バイブル・エッセイ(558)「信仰の火」


信仰の火
「腰に帯を締め、ともし火をともしていなさい。主人が婚宴から帰って来て戸をたたくとき、すぐに開けようと待っている人のようにしていなさい。主人が帰って来たとき、目を覚ましているのを見られる僕たちは幸いだ。はっきり言っておくが、主人は帯を締めて、この僕たちを食事の席に着かせ、そばに来て給仕してくれる。主人が真夜中に帰っても、夜明けに帰っても、目を覚ましているのを見られる僕たちは幸いだ。このことをわきまえていなさい。家の主人は、泥棒がいつやって来るかを知っていたら、自分の家に押し入らせはしないだろう。あなたがたも用意していなさい。人の子は思いがけない時に来るからである。」(ルカ12:35-40)
「腰に帯を締め、ともし火をともしていなさい」とイエスは言います。主人をすぐに迎え入れるためには、いつも心に愛の火をともしている必要があるのです。主人が帰って来てから火を起こすのでは遅すぎるのです。
 夏のキャンプで、キャンプファイアーをすることがあります。盛大に燃え上がる火の回りで歌ったり踊ったりするのは、キャンプの大きな楽しみです。ですが、大きな火を燃え上がらせるのは簡単なことではありません。たとえば、雨上がりで木が湿っていればなかなか火がつきません。まず、木をしっかり乾かす必要があるのです。小さな木や新聞紙をくべると、一瞬大きな火を作り出すことができますが、長くは持ちません。長時間燃え続けさせたいなら、下の方にある大きな木に、しっかりと火をつける必要があるのです。

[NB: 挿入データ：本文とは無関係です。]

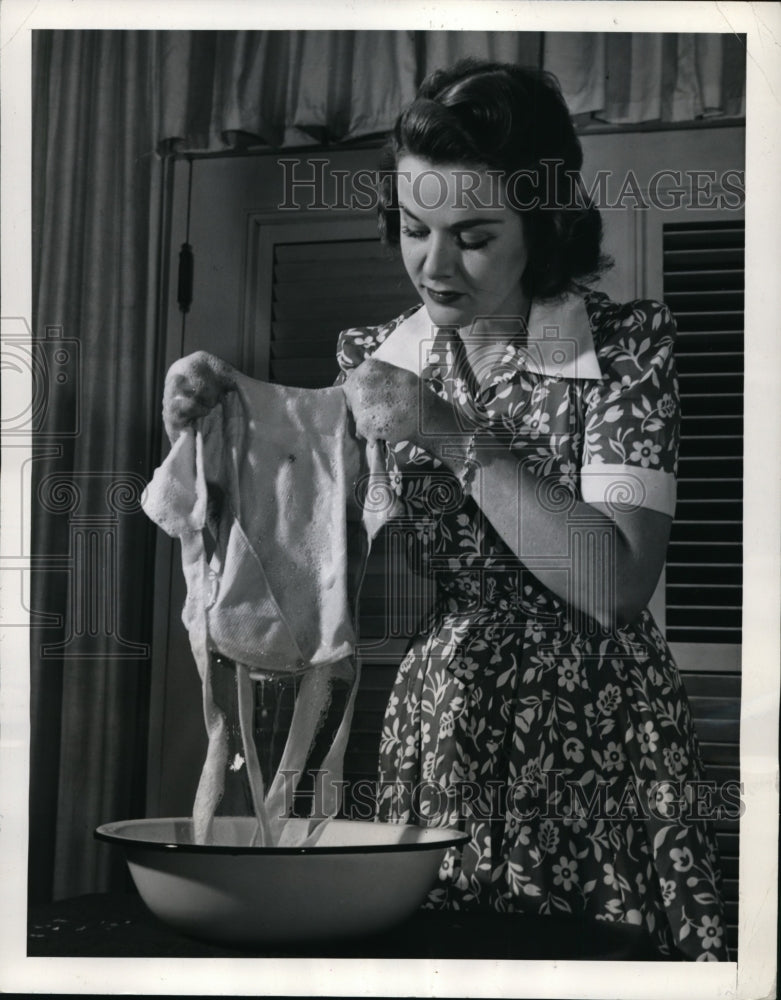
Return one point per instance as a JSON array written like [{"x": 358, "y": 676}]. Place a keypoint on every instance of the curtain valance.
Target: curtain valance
[{"x": 227, "y": 89}]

 愛の炎を燃え上がらせるときにも、似たようなことが言えます。不平や不満ばかり言うじめじめした心に、愛の火を燃え上がらせるのは難しいことです。心に愛の火を燃え上がらせたいなら、いつも心を謙遜に保っておく必要があるのです。
 神様は、いつでもわたしたちに最高の恵みを準備してくださいます。ですが、傲慢な心は、神様がどんなにすばらしい恵みを準備して下さったとしても、「そんなこと当然だ」と思い、「これが足りない」とか「これは欲しくない」とか文句を言ってその恵みを台無しにしてしまうのです。大切なのは、謙遜な心で神様の愛に感謝することです。「こんなわたしのために恵みを準備して下さるなんてありがたい」と思い、感謝する心に神様への愛が燃え上がります。
 大きな木にしっかりと火をつけることも大切です。みんなで大騒ぎをしたり、旅行をしたり、そんなときにだけぱっと燃え上がる信仰では、火が長持ちしません。心の表面を燃え上がらせるだけでなく、心を奥深くまでしっかりと燃やす必要があるのです。大きな火を燃やし続けたいならば、芯まで真っ赤に燃えている炭火のような信仰を持つ必要があるのです。そのためには、神様の愛を心の底から信じることです。神様の愛が心の底にまで達したとき、わたしたちの心は喜びと感謝の炎で赤々と燃え上がります。
 イエス様がいつ来られてもいいように、心に愛の火をともしていましょう。そのためには、心を不平や不満で湿らせてしまわないこと。そして、芯から赤々と燃える炭火のような信仰の火を燃やしていることです。燃え盛る信仰の恵みを神様に願いましょう。